Boundary Work among Groups, Occupations, and Organizations: From Cartography to Process
综述了“边界工作”概念,即个体和集体有目的地影响社会、符号、物质或时间边界的努力,识别了竞争性、协作性和配置性三种边界工作形式,并探讨其对组织设计过程观的意义。
This article reviews scholarship dealing with the notion of “boundary work,” defined as purposeful individual and collective effort to influence the social, symbolic, material, or temporal boundaries, demarcations; and distinctions affecting groups, occupations, and organizations. We identify and explore the implications of three conceptually distinct but interrelated forms of boundary work emerging from the literature. Competitive boundary work involves mobilizing boundaries to establish some kind of advantage over others.
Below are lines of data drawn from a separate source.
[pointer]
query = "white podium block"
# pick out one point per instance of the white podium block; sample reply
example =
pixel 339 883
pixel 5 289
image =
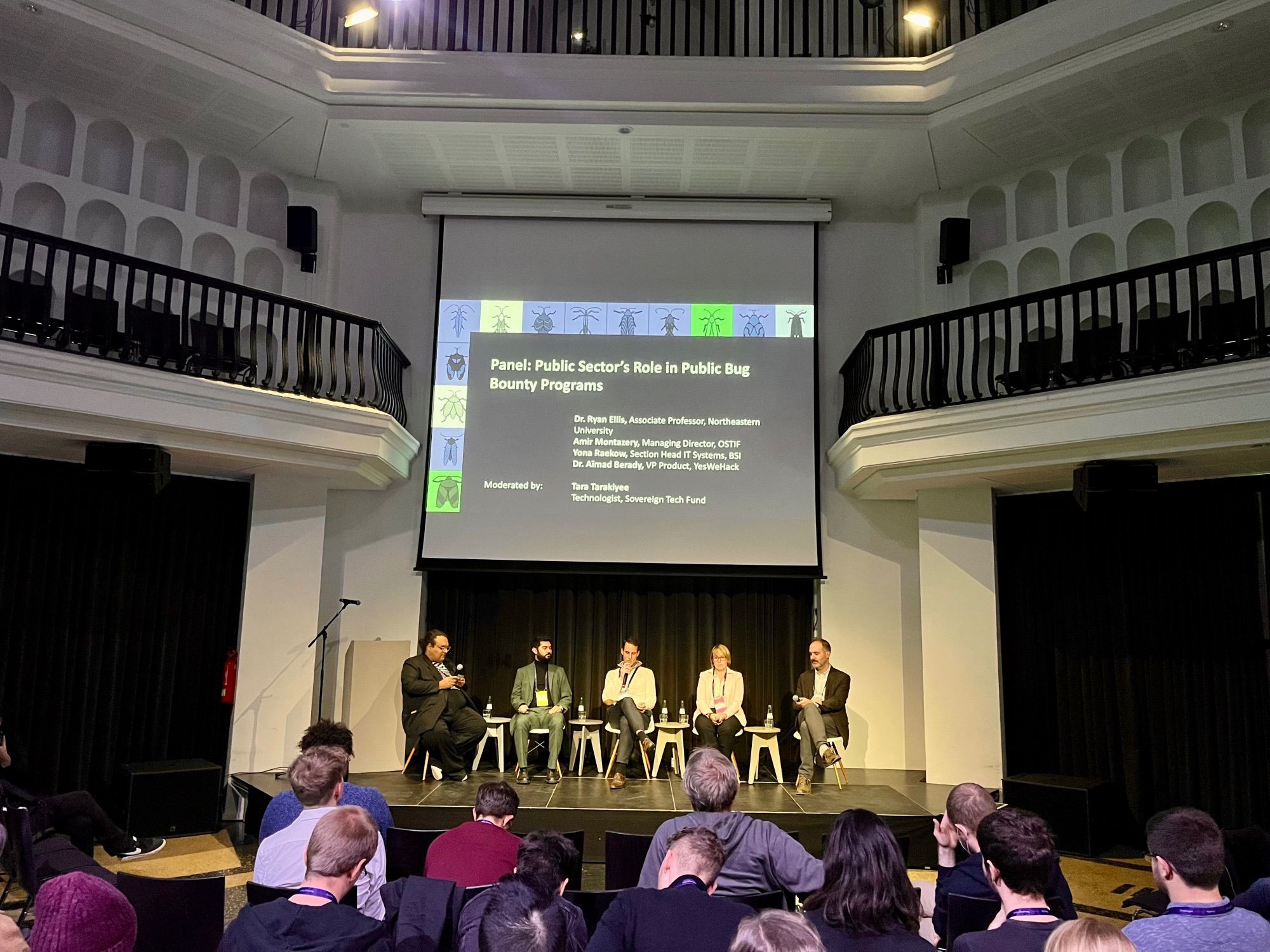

In contrast, collaborative boundary work is concerned with aligning boundaries to enable collaboration. Finally, configurational boundary work involves manipulating patterns of differentiation and integration among groups to ensure that certain activities are brought together, whereas others are kept apart, orienting the domains of competition and collaboration. We argue that the notion of boundary work can contribute to the development of a uniquely processual view of organizational design as open-ended, and continually becoming, an orientation with significant future potential for understanding novel forms of organizing, and for integrating agency, power dynamics, materiality, and temporality into the study of organizing.